A Nested MCMC Method Incorporated With Atmospheric Process Decomposition for Photovoltaic Power Simulation

Abstract

Large-scale photovoltaic (PV) generation's uncertainties significantly affect power system planning and operations. Thus, a stochastic PV power simulation method, which can accurately capture such uncertainties, is urgently needed to provide a foundation for further uncertain studies on power systems with PV stations. This paper proposes a nested Markov chain Monte Carlo (MCMC) method incorporated with atmospheric process decomposition (APD) for PV power simulation. First, an imaginary clear-sky model matching the local actual clear-sky atmosphere is designed to convert PV power to an attenuation coefficient (AC).
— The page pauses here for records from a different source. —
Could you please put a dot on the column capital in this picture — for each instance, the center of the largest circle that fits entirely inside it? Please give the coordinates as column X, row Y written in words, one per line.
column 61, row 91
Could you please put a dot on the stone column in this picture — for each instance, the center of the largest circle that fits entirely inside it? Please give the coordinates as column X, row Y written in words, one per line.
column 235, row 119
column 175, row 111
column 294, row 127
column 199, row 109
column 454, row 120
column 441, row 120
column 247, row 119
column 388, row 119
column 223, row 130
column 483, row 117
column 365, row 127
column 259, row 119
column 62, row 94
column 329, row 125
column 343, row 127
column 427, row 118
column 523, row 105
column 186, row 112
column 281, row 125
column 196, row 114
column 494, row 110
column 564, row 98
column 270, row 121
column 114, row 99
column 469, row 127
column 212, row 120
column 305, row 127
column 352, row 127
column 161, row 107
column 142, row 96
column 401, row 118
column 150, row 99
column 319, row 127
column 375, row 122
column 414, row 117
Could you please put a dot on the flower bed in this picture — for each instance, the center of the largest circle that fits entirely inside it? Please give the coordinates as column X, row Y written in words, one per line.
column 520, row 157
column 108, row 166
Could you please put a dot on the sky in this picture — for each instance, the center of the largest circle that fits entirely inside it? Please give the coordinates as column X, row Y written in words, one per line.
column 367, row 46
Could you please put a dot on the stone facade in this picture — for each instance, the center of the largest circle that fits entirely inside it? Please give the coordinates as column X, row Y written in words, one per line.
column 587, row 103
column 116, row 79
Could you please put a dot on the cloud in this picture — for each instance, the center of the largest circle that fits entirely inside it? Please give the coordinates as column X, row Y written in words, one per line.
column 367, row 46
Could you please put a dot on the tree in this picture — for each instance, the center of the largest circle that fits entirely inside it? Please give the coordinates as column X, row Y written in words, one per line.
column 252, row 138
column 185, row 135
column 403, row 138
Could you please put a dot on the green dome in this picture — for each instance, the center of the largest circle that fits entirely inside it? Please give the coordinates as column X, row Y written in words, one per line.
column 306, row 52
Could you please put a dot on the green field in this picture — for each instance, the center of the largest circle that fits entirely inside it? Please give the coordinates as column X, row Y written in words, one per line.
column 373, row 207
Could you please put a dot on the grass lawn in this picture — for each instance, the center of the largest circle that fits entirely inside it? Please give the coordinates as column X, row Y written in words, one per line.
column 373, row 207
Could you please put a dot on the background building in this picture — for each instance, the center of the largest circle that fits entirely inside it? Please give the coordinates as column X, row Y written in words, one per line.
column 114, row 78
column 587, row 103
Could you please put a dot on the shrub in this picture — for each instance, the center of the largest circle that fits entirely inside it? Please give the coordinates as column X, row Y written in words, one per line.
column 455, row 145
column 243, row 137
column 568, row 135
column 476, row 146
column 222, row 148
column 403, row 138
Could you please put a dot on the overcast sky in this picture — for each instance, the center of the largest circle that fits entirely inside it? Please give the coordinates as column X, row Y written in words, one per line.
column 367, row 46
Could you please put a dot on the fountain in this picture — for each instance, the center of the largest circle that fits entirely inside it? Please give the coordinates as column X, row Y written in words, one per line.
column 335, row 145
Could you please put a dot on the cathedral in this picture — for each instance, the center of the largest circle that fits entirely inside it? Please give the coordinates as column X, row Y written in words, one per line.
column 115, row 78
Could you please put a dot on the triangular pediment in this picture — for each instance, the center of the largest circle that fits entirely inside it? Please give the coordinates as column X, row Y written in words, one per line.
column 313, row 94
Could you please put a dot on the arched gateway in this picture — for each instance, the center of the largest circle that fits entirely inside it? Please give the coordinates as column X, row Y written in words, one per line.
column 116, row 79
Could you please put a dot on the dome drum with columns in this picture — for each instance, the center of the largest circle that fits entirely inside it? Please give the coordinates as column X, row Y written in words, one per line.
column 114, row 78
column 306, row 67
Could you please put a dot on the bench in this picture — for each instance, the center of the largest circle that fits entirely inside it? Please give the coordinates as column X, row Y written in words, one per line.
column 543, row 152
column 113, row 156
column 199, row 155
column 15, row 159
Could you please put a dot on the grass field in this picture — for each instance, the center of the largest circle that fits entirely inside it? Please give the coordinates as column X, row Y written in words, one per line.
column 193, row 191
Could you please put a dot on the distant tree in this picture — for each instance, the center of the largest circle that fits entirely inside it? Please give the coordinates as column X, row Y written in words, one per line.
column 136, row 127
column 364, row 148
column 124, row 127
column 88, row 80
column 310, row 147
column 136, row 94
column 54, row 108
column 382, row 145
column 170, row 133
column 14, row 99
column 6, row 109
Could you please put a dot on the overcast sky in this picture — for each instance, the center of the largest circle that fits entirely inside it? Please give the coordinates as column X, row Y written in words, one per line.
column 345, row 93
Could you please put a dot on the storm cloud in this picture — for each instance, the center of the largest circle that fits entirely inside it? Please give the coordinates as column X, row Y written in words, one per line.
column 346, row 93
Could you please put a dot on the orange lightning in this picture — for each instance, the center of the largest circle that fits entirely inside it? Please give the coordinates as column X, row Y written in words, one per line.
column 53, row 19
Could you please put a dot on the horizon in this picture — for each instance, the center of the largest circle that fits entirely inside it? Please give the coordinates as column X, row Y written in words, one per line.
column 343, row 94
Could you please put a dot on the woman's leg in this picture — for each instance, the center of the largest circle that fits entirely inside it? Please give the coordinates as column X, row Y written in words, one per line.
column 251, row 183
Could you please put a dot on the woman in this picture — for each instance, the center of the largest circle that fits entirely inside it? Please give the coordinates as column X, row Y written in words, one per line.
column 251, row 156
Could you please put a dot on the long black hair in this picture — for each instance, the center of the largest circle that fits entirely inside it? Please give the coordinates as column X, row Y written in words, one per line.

Second, a nested AC Markov chain (MC) is proposed based on APD to distinguish the macroscale and meso-microscale ACs while consider their coupling relationship. Third, an improved MCMC method is developed to simulate this MC's each layer in a nested manner for stochastically synthesizing AC time series; this method can improve synthesizing accuracy thanks to the adoption of an optimal state number decision-making model to ensure the MCMC model's quality and a 3D transition probability matrix to capture the dynamics of transition probabilities with respect to state duration. Finally, synthetic AC time series are reconverted to PV power time series. The results validate the proposed method's accuracy over previous ones in reproducing PV power characteristics.